But above all, it is in societies where older people are given a firm sense of identity — which celebrate rather than denigrate old age, and have in-built structures that mean older people socialise with others — that they are given a real incentive to live longer.
Blue Zones made me re-evaluate my life. As a middle-aged person in a highly stressful occupation — teaching — who enjoys rather too many bacon sarnies and buns, and gets much of his sense of identity from his job, I’m not exactly in line for a long life. The book made me think again. I have decided to take a step back from work, eat a bit more healthily and socialise more.
I would love to have the spirit and body of the cheery goat-farmers in Sardinia or the smiley-faced 100-year-old gardeners in Okinawa when I’m older.
Getting into the zone
The Blue Zones website (bluezones.com) offers all sorts of tips, some of which could be hotly contested — such as an instruction to drink two glasses of wine a day. But here are a few alternative suggestions from the book ...

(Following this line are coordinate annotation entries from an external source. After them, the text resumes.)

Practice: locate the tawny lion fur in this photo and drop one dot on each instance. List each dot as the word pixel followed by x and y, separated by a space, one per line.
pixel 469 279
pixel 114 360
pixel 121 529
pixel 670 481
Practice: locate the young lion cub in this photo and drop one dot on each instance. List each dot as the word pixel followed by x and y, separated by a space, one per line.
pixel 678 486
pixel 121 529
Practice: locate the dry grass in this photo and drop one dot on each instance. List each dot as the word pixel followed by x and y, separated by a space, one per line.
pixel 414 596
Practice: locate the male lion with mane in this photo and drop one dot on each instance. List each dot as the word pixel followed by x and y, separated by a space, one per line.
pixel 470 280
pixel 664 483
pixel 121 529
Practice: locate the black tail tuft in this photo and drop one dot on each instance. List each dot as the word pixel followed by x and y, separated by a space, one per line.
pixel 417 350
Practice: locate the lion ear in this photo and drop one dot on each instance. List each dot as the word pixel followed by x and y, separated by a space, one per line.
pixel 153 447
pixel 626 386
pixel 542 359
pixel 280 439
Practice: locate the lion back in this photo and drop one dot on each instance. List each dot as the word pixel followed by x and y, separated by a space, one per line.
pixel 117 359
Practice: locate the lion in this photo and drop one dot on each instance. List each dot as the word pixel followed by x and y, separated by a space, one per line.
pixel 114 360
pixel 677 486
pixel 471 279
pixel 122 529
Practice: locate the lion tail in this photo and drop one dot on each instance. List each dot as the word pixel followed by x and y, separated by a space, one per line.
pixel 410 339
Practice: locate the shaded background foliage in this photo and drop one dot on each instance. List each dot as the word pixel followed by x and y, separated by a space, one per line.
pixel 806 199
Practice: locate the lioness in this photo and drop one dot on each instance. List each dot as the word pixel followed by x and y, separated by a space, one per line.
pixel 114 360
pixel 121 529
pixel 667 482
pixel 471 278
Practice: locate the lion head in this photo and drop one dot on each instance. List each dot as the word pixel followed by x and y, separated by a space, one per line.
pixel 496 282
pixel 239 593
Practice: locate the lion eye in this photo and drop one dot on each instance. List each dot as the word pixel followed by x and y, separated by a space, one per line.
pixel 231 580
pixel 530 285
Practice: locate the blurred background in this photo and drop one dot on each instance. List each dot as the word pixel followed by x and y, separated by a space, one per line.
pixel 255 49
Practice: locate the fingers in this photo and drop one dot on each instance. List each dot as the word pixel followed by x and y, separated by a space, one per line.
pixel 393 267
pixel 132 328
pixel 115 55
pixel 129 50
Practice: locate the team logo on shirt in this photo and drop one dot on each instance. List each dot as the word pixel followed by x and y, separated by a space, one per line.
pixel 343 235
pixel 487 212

Saying that you’re going to live a long happy life makes it much more likely that you will. A number of people feel that it’s arrogant and tempting fate to make this kind of statement, but it’s clear that articulating a desire to live a long life is an important step to leading one.
Eating meat on a daily basis isn’t good for you. All these long-lived cultures eat it sparingly. Make your own Sabbath. The Seventh-Day Adventists benefit a great deal from having a day when they only do things such as going for walks and socialising.